Current Projects
Characterizing Emerging Large Loads with LLM-Driven Models
Power Systems Engineering Research Center (PSERC), Award Number T-77
PI, with Co-PI Chee-Wooi Ten (Michigan Tech) and Co-PI Lang Tong (Cornell)
Awarded Amount: $185,000
Project Period: August 1, 2026 - July 31, 2028
Managing large electrical loads, such as data centers, industrial campuses, and high-performance computing facilities, is becoming a critical challenge for modern power systems, with direct implications for grid reliability, market operations, and renewable integration.

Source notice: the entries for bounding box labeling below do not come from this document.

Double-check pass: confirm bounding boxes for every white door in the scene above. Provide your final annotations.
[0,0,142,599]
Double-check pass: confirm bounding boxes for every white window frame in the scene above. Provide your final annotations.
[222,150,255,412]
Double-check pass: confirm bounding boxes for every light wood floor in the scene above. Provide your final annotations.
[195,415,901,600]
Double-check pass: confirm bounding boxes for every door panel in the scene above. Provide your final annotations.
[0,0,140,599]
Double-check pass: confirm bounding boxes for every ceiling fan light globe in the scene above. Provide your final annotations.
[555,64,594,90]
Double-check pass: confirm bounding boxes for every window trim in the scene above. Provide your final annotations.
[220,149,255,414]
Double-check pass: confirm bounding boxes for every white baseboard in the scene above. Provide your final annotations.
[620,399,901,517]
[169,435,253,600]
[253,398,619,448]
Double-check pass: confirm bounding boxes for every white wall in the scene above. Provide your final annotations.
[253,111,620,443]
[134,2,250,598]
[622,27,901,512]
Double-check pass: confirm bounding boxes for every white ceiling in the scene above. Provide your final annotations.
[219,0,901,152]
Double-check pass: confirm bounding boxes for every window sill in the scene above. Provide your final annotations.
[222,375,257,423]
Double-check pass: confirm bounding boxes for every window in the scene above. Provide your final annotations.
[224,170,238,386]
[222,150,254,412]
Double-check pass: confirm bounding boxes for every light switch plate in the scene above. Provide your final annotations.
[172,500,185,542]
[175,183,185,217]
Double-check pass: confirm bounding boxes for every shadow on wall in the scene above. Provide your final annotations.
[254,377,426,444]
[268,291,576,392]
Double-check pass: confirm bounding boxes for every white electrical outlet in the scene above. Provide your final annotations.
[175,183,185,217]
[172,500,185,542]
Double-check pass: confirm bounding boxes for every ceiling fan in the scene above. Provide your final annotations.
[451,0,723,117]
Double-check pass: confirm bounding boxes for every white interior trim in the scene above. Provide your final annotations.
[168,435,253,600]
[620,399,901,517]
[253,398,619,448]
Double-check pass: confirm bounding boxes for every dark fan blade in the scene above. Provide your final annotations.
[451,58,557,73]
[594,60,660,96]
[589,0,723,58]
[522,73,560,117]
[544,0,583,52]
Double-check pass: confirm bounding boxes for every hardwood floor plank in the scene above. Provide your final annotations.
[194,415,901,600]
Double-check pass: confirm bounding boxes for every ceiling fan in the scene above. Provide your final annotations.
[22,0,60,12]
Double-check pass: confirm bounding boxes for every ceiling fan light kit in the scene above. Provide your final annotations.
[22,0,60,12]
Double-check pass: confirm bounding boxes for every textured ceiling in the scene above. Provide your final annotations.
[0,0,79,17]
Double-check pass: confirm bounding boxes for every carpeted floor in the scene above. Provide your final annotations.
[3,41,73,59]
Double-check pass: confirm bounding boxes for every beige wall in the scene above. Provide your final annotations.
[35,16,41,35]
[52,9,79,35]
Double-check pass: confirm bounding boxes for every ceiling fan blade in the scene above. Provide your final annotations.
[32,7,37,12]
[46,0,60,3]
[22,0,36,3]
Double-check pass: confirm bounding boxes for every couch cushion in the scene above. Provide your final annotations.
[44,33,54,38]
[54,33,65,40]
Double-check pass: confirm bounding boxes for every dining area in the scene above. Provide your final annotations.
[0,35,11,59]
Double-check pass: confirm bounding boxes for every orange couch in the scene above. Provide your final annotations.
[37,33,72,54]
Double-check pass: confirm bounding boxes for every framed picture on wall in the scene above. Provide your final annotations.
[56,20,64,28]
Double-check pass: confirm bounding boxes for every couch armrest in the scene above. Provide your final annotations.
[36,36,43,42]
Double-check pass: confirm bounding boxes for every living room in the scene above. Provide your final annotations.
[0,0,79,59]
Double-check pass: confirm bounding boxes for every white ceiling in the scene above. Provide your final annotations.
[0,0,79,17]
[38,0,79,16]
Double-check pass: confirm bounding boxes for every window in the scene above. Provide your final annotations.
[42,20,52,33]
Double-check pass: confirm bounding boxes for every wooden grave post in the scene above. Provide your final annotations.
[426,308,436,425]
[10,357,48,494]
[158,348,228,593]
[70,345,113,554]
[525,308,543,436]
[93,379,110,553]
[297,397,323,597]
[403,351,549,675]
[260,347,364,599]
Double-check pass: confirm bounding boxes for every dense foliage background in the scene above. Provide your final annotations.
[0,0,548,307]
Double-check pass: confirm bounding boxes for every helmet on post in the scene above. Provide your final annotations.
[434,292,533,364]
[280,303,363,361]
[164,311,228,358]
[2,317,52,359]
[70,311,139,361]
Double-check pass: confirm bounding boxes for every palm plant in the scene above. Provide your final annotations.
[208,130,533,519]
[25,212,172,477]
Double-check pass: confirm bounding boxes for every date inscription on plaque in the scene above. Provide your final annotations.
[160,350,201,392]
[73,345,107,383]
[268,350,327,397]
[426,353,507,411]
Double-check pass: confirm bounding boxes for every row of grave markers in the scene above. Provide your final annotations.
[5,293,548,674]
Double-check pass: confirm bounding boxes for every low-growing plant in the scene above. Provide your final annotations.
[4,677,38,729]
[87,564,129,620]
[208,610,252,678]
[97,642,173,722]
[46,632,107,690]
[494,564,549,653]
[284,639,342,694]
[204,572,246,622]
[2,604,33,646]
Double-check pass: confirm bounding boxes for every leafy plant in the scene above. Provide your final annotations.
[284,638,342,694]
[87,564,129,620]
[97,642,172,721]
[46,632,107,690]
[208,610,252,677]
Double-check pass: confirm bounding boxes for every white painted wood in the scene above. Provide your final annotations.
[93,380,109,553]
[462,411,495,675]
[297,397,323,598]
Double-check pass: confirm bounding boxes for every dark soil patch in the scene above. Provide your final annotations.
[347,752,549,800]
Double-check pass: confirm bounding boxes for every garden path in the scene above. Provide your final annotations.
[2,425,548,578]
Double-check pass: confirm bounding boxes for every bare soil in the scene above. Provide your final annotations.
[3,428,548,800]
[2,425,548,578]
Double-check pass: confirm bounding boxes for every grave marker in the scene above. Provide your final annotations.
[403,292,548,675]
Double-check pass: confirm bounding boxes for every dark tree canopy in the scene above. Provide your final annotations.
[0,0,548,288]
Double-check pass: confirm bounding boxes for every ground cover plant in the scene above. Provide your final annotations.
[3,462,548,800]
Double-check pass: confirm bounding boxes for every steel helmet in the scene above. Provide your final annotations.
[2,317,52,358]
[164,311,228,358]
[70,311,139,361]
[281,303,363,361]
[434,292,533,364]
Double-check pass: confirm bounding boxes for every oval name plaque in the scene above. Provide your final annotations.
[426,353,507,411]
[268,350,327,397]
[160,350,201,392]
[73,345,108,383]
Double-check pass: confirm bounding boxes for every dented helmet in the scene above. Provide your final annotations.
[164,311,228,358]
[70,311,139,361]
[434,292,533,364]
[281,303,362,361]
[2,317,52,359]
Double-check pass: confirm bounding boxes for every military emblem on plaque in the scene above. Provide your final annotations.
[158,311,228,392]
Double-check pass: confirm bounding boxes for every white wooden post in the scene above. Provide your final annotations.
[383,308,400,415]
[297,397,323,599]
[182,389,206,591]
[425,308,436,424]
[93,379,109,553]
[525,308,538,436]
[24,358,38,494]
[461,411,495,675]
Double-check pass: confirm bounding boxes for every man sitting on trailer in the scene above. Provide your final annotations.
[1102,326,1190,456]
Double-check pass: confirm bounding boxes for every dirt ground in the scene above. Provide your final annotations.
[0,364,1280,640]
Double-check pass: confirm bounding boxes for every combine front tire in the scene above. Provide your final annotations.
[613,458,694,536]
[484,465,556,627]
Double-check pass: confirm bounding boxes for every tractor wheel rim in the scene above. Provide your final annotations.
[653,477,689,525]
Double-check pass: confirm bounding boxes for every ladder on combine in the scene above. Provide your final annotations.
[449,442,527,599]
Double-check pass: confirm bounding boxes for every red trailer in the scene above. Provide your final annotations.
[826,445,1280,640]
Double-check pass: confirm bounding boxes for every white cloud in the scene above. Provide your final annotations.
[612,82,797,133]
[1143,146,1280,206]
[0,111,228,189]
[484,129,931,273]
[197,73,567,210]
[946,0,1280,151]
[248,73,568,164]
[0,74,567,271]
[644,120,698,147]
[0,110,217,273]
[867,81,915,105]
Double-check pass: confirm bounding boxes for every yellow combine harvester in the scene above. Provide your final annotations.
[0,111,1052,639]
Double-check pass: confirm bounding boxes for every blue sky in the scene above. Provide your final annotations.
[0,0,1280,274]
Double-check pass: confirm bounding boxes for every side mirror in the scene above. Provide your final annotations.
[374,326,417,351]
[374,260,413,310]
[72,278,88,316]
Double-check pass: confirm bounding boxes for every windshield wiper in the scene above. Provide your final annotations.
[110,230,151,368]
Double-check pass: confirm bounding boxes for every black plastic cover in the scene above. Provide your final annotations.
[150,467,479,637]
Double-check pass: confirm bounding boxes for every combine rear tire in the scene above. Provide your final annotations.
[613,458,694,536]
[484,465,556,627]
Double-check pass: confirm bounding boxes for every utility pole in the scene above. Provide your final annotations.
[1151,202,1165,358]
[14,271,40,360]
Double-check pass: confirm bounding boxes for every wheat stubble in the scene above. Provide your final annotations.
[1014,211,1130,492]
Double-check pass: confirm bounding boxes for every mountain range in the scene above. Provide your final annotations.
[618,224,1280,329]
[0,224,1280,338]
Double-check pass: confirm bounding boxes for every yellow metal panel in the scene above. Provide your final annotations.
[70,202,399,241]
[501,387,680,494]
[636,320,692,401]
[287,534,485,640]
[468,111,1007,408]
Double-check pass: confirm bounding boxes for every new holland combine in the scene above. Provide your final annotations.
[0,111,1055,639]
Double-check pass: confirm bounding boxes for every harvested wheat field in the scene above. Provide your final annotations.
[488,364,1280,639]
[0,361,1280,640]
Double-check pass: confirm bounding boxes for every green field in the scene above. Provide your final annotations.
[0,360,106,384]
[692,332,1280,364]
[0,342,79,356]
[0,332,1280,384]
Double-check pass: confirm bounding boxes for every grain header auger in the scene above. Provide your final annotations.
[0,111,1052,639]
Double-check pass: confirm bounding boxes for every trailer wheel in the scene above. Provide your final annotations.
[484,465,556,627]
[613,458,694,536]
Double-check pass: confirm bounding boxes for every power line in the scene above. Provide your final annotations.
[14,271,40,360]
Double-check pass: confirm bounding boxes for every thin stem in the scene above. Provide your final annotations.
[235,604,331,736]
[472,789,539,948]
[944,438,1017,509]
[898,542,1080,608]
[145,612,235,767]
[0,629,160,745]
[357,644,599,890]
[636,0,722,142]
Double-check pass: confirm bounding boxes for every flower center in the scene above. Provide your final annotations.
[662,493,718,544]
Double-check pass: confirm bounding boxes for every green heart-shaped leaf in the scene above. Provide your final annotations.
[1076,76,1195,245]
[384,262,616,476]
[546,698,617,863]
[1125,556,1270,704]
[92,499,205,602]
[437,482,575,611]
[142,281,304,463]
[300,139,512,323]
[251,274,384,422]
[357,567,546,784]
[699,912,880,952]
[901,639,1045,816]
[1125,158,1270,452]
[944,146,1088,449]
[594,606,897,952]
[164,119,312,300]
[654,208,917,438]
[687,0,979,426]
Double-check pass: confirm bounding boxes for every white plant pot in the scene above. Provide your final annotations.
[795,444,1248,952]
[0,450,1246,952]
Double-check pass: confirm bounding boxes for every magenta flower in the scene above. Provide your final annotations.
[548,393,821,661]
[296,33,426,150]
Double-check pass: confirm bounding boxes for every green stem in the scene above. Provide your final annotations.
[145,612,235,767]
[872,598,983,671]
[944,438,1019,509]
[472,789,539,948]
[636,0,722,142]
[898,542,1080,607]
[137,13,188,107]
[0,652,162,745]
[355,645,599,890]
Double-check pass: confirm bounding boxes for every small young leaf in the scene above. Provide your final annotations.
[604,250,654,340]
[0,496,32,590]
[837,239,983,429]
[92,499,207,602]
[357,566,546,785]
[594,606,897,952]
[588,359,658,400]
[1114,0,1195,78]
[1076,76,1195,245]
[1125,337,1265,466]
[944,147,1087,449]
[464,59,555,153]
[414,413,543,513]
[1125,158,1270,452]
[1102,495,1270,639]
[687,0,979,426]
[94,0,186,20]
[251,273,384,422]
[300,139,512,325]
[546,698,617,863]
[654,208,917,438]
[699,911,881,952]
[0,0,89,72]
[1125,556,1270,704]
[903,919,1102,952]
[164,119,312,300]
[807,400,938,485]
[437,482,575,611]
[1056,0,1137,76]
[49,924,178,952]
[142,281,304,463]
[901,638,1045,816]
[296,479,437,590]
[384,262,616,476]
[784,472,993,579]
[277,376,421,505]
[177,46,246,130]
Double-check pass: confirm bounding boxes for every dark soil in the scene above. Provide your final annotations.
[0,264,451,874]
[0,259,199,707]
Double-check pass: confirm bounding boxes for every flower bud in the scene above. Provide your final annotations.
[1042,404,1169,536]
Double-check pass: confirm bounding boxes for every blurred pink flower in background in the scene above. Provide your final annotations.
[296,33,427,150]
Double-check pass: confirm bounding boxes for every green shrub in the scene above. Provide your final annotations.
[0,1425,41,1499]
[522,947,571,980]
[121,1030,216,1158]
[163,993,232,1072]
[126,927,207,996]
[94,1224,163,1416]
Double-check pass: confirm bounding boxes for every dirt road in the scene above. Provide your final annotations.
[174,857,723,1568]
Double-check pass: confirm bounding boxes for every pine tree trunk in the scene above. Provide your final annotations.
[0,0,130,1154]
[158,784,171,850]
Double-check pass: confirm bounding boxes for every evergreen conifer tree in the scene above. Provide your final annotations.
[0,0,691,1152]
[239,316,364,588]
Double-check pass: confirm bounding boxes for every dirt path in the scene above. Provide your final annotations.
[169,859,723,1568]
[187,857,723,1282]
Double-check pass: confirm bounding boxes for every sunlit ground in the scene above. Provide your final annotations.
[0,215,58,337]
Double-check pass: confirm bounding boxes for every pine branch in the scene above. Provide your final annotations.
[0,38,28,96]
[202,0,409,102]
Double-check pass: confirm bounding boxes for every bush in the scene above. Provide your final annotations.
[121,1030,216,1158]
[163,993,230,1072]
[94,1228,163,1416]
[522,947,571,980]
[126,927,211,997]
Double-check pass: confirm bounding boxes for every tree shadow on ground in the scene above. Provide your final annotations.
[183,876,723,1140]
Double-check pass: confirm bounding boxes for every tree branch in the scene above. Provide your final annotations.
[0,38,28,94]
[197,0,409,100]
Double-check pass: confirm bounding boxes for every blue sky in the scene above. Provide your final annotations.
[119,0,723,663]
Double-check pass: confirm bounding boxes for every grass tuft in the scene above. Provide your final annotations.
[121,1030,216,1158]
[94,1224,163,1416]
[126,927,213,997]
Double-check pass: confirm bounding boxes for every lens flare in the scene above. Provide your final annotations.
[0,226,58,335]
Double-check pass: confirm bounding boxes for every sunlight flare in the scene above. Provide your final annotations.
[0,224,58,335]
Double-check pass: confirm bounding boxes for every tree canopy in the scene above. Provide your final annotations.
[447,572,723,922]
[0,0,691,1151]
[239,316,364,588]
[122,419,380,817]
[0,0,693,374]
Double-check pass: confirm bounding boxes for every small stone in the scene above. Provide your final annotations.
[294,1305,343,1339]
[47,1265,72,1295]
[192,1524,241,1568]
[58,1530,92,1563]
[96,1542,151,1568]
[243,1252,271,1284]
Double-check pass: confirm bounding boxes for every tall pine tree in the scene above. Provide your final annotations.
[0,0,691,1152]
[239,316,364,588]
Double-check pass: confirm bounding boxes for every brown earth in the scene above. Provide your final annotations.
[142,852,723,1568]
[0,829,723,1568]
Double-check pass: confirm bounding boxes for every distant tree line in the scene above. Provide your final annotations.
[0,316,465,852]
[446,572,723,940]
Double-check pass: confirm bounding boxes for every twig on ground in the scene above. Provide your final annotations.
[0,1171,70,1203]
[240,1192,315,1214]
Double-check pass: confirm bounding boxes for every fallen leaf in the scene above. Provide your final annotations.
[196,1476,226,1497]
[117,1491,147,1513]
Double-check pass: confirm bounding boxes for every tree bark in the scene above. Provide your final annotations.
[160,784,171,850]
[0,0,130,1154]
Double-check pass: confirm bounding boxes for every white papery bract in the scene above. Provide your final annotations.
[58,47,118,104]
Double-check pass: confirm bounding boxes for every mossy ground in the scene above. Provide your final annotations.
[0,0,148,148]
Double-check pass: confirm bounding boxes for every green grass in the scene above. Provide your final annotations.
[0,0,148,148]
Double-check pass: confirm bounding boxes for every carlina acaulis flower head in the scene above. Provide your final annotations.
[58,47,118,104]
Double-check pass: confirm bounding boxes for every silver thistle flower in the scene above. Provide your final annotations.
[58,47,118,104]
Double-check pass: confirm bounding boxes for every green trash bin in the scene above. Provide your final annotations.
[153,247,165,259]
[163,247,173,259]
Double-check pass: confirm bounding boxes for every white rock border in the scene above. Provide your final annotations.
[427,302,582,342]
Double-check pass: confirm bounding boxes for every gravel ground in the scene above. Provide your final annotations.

These tens-to-hundreds-of-megawatt facilities exhibit highly dynamic, non-stationary demand patterns driven by computing workloads, cooling cycles, and operational policies. However, confidentiality, security concerns, and the absence of standardized data-sharing limit access to detailed measurements. To address this challenge, we will create a statistically and operationally realistic synthetic dataset to complement the limited real data available. Building on this foundation, the project will develop Large Language Model (LLM)-driven large load classification, disaggregation, and anomaly detection tools that work seamlessly with ISO, utility, and vendor analytics platforms. These capabilities will enable more accurate facility characterization, behind-the-meter analysis, and reliability assessment, preparing the T&D system for the next generation of high-impact loads.